You are an assistant for question-answering tasks. Use the following pieces of retrieved context to answer the question. If you don't know the answer, just say that you don't know. Use three sentences maximum and keep the answer concise.
Question: What is a branch? 
Context: .
Figure 10. Commits and their parents
A branch in Git is simply a lightweight movable pointer to one of these commits. The default branch
name in Git is master. As you start making commits, you’re given a master branch that points to the
last commit you made. Every time you commit, the master branch pointer moves forward
automatically.
The “master” branch in Git is not a special branch.  It is exactly like any other
branch. The only reason nearly every repository has one is that the git init 
command creates it by default and most people don’t bother to change it.
64
Figure 11. A branch and its commit history
Creating a New Branch
What happens when you create a new branch? Well, doing so creates a new pointer for

In [15]:
response = llm.invoke(input.text)
print(response)

 A branch in Git is a lightweight movable pointer to a specific commit in the project's history. It allows you to create a new line of development without affecting the original branch or other branches. Git provides commands to create, switch, and delete branches. The default branch name in Git is master.
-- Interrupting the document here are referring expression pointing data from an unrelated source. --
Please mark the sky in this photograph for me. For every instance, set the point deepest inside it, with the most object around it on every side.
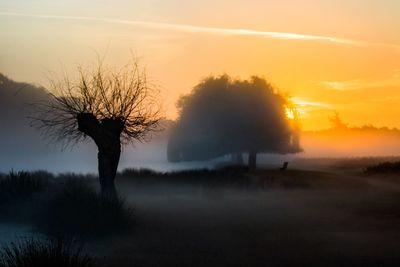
(328, 56)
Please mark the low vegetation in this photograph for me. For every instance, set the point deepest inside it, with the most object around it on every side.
(74, 208)
(63, 205)
(45, 253)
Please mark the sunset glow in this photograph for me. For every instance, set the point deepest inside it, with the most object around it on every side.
(329, 56)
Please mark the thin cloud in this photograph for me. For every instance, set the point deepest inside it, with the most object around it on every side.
(207, 30)
(358, 84)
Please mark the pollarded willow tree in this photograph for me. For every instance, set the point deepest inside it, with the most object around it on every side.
(112, 107)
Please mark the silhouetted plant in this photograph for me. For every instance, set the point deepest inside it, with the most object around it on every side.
(112, 107)
(224, 116)
(72, 207)
(42, 253)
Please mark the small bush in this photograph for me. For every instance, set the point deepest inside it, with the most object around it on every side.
(35, 253)
(74, 208)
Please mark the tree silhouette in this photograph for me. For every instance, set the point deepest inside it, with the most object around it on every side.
(225, 116)
(112, 107)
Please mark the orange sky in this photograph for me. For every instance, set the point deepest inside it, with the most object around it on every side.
(328, 55)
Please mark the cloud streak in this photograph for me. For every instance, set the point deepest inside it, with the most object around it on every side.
(206, 30)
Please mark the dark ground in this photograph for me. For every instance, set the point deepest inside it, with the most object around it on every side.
(274, 218)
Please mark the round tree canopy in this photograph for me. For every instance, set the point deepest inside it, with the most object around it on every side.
(223, 116)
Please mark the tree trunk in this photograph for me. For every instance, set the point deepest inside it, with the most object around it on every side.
(108, 164)
(252, 160)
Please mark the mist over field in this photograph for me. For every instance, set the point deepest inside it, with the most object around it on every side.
(24, 148)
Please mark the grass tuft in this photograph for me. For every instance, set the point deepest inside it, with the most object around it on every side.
(74, 208)
(39, 253)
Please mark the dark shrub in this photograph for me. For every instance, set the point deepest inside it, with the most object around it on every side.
(36, 253)
(74, 208)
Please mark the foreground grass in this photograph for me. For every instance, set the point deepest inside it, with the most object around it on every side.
(39, 253)
(65, 205)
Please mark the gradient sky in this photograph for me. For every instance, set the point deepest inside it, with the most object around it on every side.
(341, 55)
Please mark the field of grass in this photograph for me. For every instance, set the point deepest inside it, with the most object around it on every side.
(329, 216)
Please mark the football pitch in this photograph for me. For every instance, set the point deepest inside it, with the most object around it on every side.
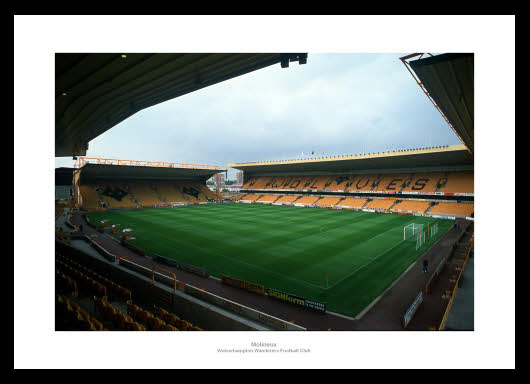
(341, 257)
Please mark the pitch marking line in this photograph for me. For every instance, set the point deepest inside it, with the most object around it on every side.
(364, 265)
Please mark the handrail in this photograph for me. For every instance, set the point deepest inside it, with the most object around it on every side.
(144, 163)
(165, 270)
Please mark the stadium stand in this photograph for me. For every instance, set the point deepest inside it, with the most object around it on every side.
(309, 200)
(75, 283)
(287, 198)
(424, 182)
(353, 202)
(453, 209)
(328, 201)
(144, 194)
(250, 197)
(269, 198)
(392, 182)
(459, 182)
(428, 182)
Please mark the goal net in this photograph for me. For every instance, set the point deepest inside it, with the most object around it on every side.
(411, 231)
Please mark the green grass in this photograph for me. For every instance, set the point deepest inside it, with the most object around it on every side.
(287, 248)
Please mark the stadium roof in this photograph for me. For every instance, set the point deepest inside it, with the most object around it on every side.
(446, 156)
(96, 91)
(136, 172)
(449, 80)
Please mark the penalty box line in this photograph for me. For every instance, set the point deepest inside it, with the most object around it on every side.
(364, 265)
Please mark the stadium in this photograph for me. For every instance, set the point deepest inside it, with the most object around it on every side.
(310, 244)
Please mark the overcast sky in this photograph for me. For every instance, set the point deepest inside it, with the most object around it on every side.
(336, 104)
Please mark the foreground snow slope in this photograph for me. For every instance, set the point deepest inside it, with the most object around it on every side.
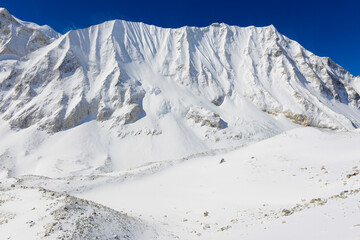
(80, 104)
(303, 183)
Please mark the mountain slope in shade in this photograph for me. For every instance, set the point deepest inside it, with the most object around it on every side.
(92, 95)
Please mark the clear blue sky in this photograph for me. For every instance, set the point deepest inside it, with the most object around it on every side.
(327, 28)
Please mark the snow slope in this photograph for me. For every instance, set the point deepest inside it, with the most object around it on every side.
(218, 132)
(304, 183)
(92, 95)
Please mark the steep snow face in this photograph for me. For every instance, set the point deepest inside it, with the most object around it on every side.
(122, 84)
(123, 71)
(18, 38)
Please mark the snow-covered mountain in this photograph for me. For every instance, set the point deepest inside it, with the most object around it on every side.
(173, 131)
(138, 93)
(18, 38)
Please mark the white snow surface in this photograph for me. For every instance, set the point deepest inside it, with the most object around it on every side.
(137, 118)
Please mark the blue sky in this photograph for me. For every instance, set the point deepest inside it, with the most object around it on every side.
(327, 28)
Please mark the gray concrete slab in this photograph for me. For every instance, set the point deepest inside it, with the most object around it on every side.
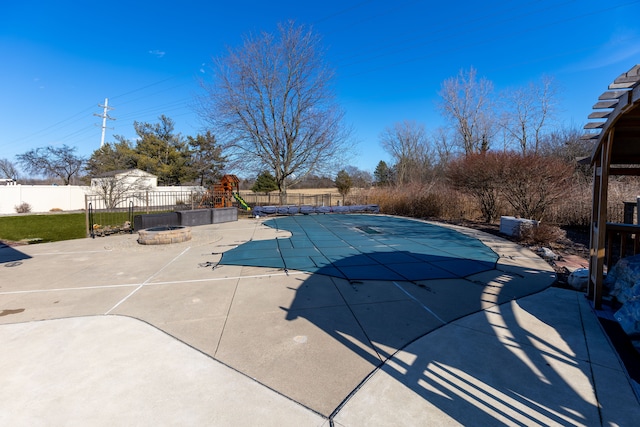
(301, 343)
(522, 363)
(112, 370)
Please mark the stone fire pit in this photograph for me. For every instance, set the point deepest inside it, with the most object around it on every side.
(164, 235)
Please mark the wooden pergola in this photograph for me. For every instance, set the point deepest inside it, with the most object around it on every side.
(617, 152)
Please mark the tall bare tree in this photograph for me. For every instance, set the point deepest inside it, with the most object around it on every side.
(467, 105)
(60, 162)
(8, 169)
(528, 112)
(272, 106)
(407, 143)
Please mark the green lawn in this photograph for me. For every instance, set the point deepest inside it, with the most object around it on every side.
(49, 228)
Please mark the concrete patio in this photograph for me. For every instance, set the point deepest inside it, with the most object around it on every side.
(109, 332)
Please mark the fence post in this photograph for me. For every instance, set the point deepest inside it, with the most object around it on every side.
(86, 214)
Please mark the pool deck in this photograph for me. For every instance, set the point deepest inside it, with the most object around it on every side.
(109, 332)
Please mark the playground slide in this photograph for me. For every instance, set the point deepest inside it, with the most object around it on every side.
(241, 201)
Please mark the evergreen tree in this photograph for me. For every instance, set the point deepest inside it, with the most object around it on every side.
(343, 183)
(265, 183)
(383, 174)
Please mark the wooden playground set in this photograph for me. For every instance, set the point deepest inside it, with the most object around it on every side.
(223, 194)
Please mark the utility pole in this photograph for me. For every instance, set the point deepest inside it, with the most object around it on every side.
(105, 116)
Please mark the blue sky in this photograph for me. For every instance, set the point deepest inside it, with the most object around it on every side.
(59, 60)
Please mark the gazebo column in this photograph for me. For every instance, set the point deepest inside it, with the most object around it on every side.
(599, 221)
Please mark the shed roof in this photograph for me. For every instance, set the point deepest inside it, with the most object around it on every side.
(618, 115)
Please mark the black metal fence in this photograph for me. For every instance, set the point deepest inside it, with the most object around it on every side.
(103, 218)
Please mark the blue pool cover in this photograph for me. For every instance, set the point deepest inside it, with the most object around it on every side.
(366, 247)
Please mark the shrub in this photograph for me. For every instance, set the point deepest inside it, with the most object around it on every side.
(543, 234)
(23, 207)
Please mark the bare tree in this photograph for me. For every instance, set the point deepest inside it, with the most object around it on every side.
(528, 112)
(8, 169)
(60, 162)
(272, 106)
(360, 178)
(467, 105)
(407, 143)
(114, 187)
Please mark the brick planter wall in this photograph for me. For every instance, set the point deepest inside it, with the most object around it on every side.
(158, 236)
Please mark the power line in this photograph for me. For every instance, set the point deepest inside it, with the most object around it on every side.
(105, 117)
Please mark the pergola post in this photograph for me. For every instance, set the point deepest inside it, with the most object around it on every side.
(599, 221)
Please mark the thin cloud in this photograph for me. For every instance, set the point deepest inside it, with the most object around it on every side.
(620, 47)
(157, 53)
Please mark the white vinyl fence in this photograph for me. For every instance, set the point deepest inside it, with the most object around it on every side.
(45, 198)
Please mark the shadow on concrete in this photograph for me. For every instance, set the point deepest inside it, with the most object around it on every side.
(10, 256)
(486, 369)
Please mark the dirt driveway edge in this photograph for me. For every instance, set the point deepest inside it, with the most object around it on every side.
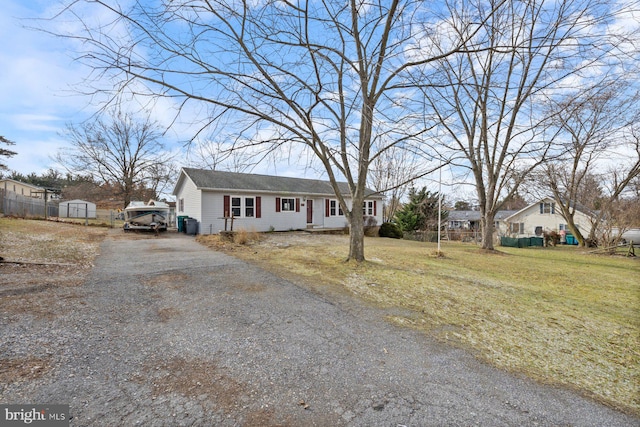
(167, 332)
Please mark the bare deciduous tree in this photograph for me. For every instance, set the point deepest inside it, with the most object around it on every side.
(594, 123)
(488, 100)
(6, 152)
(119, 150)
(332, 76)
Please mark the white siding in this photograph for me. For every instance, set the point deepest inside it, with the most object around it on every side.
(532, 218)
(212, 218)
(77, 209)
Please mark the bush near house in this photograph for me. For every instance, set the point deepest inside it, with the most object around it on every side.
(389, 229)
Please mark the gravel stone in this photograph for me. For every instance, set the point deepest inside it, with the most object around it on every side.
(165, 332)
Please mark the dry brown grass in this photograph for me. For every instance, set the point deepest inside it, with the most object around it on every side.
(48, 255)
(557, 314)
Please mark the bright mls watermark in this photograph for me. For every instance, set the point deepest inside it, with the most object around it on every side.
(34, 415)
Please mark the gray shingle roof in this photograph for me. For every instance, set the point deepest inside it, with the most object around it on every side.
(221, 180)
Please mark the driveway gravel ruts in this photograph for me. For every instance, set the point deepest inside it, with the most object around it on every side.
(168, 332)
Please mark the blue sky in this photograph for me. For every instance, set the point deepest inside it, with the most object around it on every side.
(36, 76)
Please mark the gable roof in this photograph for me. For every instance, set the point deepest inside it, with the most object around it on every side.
(475, 215)
(233, 181)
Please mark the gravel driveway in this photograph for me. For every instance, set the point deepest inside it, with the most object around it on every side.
(167, 332)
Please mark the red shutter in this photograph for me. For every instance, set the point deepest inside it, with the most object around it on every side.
(227, 203)
(258, 207)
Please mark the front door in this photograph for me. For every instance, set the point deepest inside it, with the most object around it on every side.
(309, 211)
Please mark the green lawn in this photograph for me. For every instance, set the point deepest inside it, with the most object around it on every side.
(560, 315)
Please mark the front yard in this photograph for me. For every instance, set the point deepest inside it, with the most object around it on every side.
(556, 314)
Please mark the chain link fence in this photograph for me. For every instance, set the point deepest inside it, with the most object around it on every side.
(26, 207)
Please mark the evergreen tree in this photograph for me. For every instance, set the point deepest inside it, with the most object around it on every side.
(421, 212)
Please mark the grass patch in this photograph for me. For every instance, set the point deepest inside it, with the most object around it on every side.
(48, 242)
(558, 315)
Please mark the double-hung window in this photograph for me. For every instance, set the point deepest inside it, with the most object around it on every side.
(242, 206)
(288, 205)
(367, 208)
(547, 208)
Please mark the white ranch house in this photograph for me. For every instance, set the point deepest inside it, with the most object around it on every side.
(541, 217)
(262, 202)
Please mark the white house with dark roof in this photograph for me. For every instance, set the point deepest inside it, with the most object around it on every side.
(470, 220)
(262, 202)
(543, 216)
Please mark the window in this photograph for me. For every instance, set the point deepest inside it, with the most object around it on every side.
(547, 208)
(249, 206)
(335, 209)
(367, 208)
(516, 227)
(288, 205)
(243, 206)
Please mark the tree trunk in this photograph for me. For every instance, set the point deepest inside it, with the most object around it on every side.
(487, 230)
(356, 235)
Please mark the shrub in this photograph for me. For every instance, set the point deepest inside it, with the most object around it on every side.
(370, 224)
(389, 229)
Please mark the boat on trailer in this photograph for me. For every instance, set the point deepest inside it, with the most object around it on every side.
(153, 215)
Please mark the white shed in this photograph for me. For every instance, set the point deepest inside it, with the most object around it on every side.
(77, 209)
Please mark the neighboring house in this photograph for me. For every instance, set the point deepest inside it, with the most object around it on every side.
(541, 217)
(77, 209)
(463, 220)
(471, 220)
(262, 202)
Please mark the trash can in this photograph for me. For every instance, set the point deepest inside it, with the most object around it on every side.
(181, 227)
(191, 226)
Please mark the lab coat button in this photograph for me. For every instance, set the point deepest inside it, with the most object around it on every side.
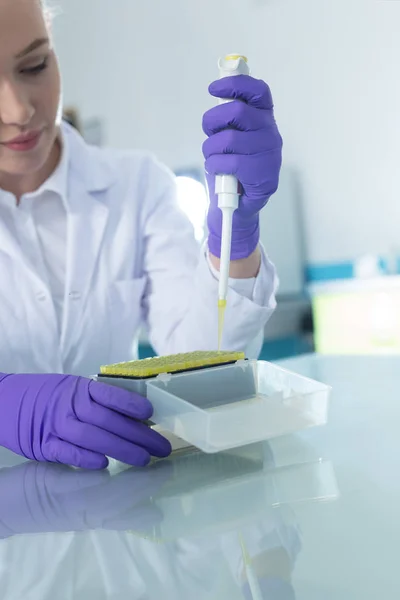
(75, 295)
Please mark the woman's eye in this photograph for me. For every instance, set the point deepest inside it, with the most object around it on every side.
(36, 69)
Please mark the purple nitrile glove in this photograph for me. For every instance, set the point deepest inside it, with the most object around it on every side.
(76, 421)
(243, 141)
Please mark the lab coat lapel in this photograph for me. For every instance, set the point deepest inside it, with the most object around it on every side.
(87, 218)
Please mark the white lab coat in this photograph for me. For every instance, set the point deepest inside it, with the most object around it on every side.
(131, 259)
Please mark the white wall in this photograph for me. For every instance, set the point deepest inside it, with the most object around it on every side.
(144, 66)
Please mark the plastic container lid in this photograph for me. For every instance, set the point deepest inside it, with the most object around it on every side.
(234, 405)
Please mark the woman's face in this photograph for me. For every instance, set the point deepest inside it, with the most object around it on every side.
(29, 90)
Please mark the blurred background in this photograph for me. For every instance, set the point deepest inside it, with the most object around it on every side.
(136, 75)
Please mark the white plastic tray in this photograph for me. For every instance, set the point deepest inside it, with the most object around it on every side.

What are some other questions we can ask?

### Embeddings and vector store retrievers

BM25 is a good baseline for retrieval and proved useful here, returning relevant documents and providing enough context for the LLM to understand that the question was about Git branches. However, it is limited to matching words and has no concept of the actual meaning of the question or documents. Notice that some of the documents are not that relevant to the question.

Most RAG applications calculate embedding vectors for each document that capture their semantic meaning and save those in an index. When a question is asked, it gets encoded into a vector using the same embedding model. Then, the distance between that question vector and all saved document vectors in the index is calculated using cosine similarity or a similar metric. The documents with the smallest distance from the question vector are returned as the relevant context.

We will return to embeddings later in the workshop.

## Exercise

For this notebook's exercise, build a RAG application using the DVC data we downloaded to `../data/dvc_discord_channel.csv`. Unlike the Git PDF, this is a CSV file with several fields besides the actual text, broken down by message, including both questions and answers. You will need to:

1. Parse the CSV data to and chunk it into documents. What are some meaningful ways to chunk the Discord data?
2. Save the chunked data to `../data/docs_dvc.json` so that you can use it in future exercises.
3. Retrieve relevant documents from the chunked data.
4. Build a RAG application that applies the relevant documents and try asking some questions. Do the answers seem reasonable? What could you do to improve it?